Exploratory Data Analysis(EDA) Assignment Help In Python Machine Learning

Updated: Oct 6, 2021

Here we will covers the EDA in python machine learning. If you are looking EDA Assignment Help, Project Help, Homework Help.


Topic: To visualise how honey production is changed over the years (1998-2016) in the United States.


Background:

In 2006, global concern was raised over the rapid decline in the honeybee population, an integral component of American honey agriculture. Large numbers of hives were lost to Colony Collapse Disorder, a phenomenon of disappearing worker bees causing the remaining hive colony to collapse. Speculation to the cause of this disorder points to hive diseases and pesticides harming the pollinators, though no overall consensus has been reached. The U.S. used to locally produce over half the honey it consumes per year. Now, honey mostly comes from overseas, with 350 of the 400 million pounds of honey consumed every year originating from imports. This dataset provides insight into honey production supply and demand in America from 1998 to 2016.


Objective:

To visualise how honey production is changed over the years (1998-2016) in the United States.


Key questions to be answered:

  • How has honey production yield changed from 1998 to 2016?

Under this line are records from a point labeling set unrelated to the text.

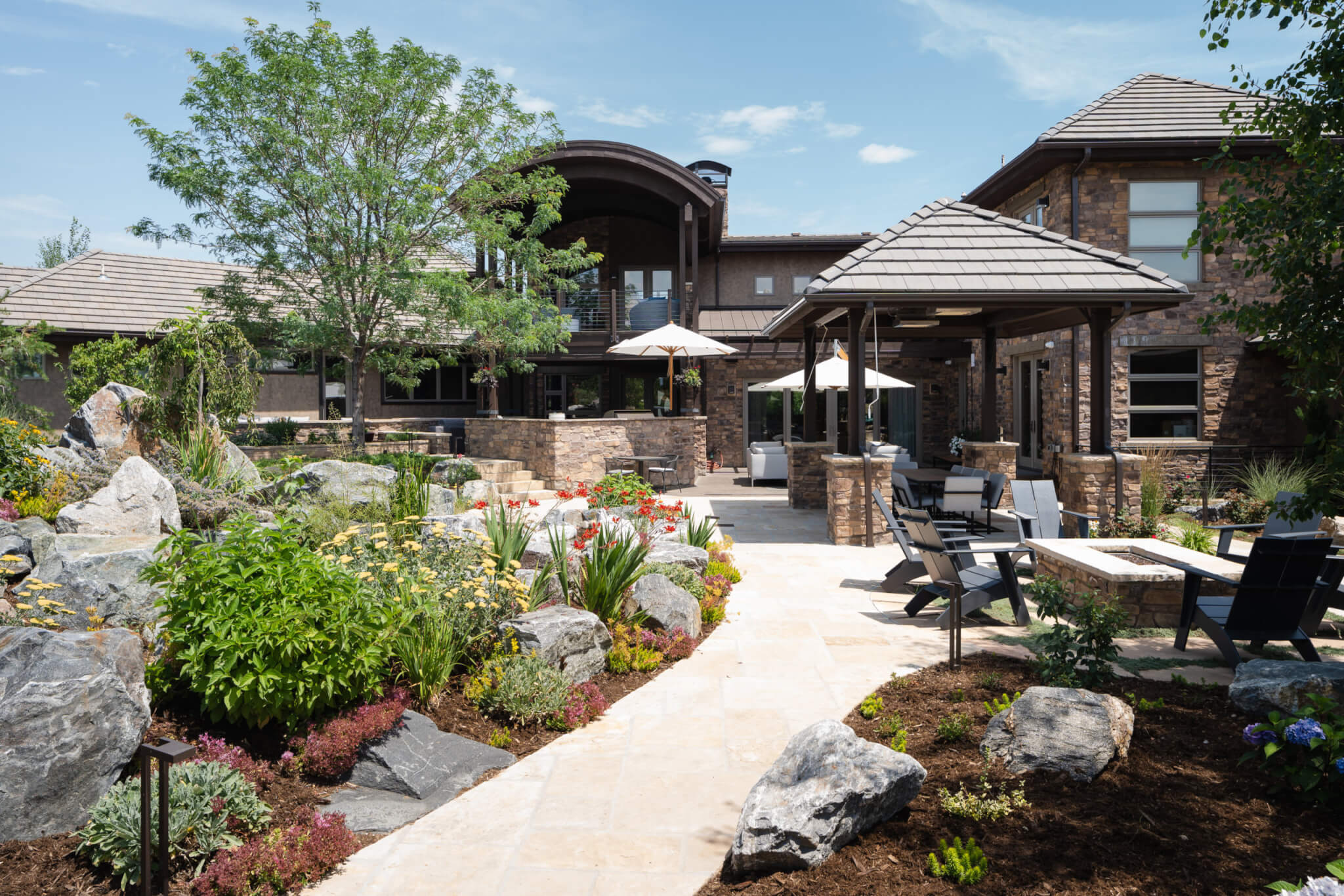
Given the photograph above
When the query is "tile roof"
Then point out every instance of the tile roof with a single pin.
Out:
(734, 321)
(959, 247)
(1151, 106)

  • Over time, what are the major production trends been across the states?

  • Are there any patterns that can be observed between total honey production and value of production every year? How has value of production, which in some sense could be tied to demand, changed every year?

Dataset:

  • state: Various states of U.S.

  • numcol: Number of honey-producing colonies. Honey producing colonies are the maximum number of colonies from which honey was taken during the year. It is possible to take honey from colonies that did not survive the entire year

  • yieldpercol: Honey yield per colony. Unit is pounds

  • totalprod: Total production (numcol x yieldpercol). Unit is pounds

  • stocks: Refers to stocks held by producers. Unit is pounds

  • priceperlb: Refers to average price per pound based on expanded sales. The unit is dollars.

  • prodvalue: Value of production (totalprod x priceperlb). The unit is dollars.

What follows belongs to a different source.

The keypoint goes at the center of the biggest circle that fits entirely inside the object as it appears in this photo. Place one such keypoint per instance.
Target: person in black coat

  • year: Year of production


Import the necessary packages - pandas, numpy, seaborn, matplotlib.pyplot

import pandas as pd
import numpy as np
import seaborn as sns
import matplotlib.pyplot as plt
%matplotlib inline
import warnings
pd.set_option('display.float_format', lambda x: '%.5f' % x) # To supress numerical display in scientific notations


Read in the dataset

honeyprod = pd.read_csv("honeyproduction1998-2016.csv")

View the first few rows of the dataset

honeyprod.head(10)

Output:










Observations: The dataset looks clean and consistent with the description provided in the Data Dictionary.

Check the shape of the dataset

honeyprod.shape

Output:

(785, 8)


Observations: We have 785 observations of 8 columns



Check the datatype of the variables to make sure that the data is read in properly


honeyprod.dtypes

Output:

state object numcol float64 yieldpercol int64 totalprod float64 stocks float64 priceperlb float64 prodvalue float64 year int64 dtype: object


Observations:

  1. state is object data type

  2. year is integer type currently. Since year is a categorical variable here, let us convert it to category data data type in Python.

  3. All the other variables are numerical and there for their python data types (float64 and int64) are ok.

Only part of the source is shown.